Archive for November, 2006

The six dumbest ideas in computer security

Thursday, November 30th, 2006

Nate pointed out a link to Ranum’s Six Dumbest Ideas in Computer Security from 2005. Might be worth checking out.

I saw Marcus Ranum present at the CPLUG Security Conference back in March 2005, and he was definitely one of the most entertaining speakers of the day… if not necessarily the most informative. Either way, he was wildly popular with those in attendance.

Addiction

Wednesday, November 29th, 2006

Played some more CS:S tonight. This time we tried out some new maps including cs_jungle and de_alivemetal, both of which are highly recommended.

de_alivemetal

I’m not an addict. I can stop anytime I want. Really…

The bomb has been planted…

Tuesday, November 28th, 2006

Matt, Sean, and I played some CS:S 3-on-3 co-op vs. bots tonight…

de_nuke

Wow! I love that game.

Pyflix

Monday, November 27th, 2006

Quoth George Sakkis:

I’m happy to announce Pyflix, a small Python package that provides an easy entry point for those wishing to get up and running at the Netflix Prize competition … It combines an efficient storage scheme with a high-level API that allows contestants to focus on the real problem, the recommendation system algorithm.

The Pyflix site appears to be down right now, but it might be back up later.

500th post

Wednesday, November 22nd, 2006

On Wednesday, November 23rd, 2005 at 8:40 pm I made my first post to this weblog. Tomorrow it will officially be one year that I’ve been posting about Python (and a lot of other stuff), and this is my 500th post.
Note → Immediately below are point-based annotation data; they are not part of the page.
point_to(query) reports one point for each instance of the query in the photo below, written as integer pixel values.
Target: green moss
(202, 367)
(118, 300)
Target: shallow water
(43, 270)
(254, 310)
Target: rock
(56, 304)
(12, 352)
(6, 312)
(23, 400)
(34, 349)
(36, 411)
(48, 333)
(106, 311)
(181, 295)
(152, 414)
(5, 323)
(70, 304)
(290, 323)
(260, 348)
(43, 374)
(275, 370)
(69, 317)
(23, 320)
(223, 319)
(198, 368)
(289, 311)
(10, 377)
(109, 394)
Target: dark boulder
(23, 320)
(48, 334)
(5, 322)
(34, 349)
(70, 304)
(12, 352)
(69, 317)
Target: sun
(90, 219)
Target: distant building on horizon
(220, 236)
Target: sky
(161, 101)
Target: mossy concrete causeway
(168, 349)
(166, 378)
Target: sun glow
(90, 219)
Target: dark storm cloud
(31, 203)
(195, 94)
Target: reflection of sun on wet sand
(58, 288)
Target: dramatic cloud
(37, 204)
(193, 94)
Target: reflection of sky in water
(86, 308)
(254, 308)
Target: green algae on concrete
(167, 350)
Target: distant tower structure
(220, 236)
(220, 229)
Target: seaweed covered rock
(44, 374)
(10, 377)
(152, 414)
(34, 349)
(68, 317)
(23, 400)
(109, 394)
Very cool.

Thanks for reading. :)

Best framework?

Wednesday, November 22nd, 2006

KwangErn Liew asks which web framework is the best?

Update: Fixed the link.

The Web Framework Manifesto

Wednesday, November 22nd, 2006

Quoth David Pollak in his Web Framework Manifesto:

After touring a whole bunch of web frameworks, I’ve come to the conclusion that no existing framework satisfies the needs of a broad range of web developers. The existing web frameworks suffer from a wide variety of problems, conceptual and implementation-wise, that make way too much work for the web developer, the deployment guys, the folks who do application maintenance, and/or the end users.
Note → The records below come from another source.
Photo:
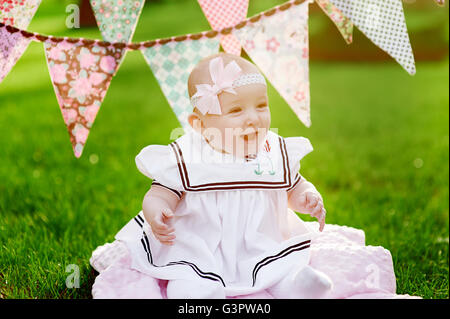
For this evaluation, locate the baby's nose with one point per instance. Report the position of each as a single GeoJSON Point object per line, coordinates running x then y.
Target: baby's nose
{"type": "Point", "coordinates": [252, 117]}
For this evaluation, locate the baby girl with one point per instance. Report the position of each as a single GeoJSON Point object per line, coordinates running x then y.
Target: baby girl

Unfortunately he doesn’t have much to say about Python web frameworks because he has been “unable to wrap [his] head around Python.”

Signs

Wednesday, November 22nd, 2006

Uh oh… the classic signs of being a Python programmer.

MochiAds

Wednesday, November 22nd, 2006

Apparently MochiAds is built using everything but the kitchen sink:

For the technically inclined, the UI for MochiAds is built with Pylons, Genshi and SQLAlchemy. The secret sauce is a combination of Python and Erlang code, and we’ve got Nginx as the gatekeeper. I’ve got nothing but good things to say about this whole stack. Erlang’s module reloading, concurrency oriented programming model, and pattern matching has really been a dream.

Heh. Cool.

Testing XML-RPC with wsgi_intercept

Wednesday, November 22nd, 2006

Titus Brown talks about testing XML-RPC servers with wsgi_intercept.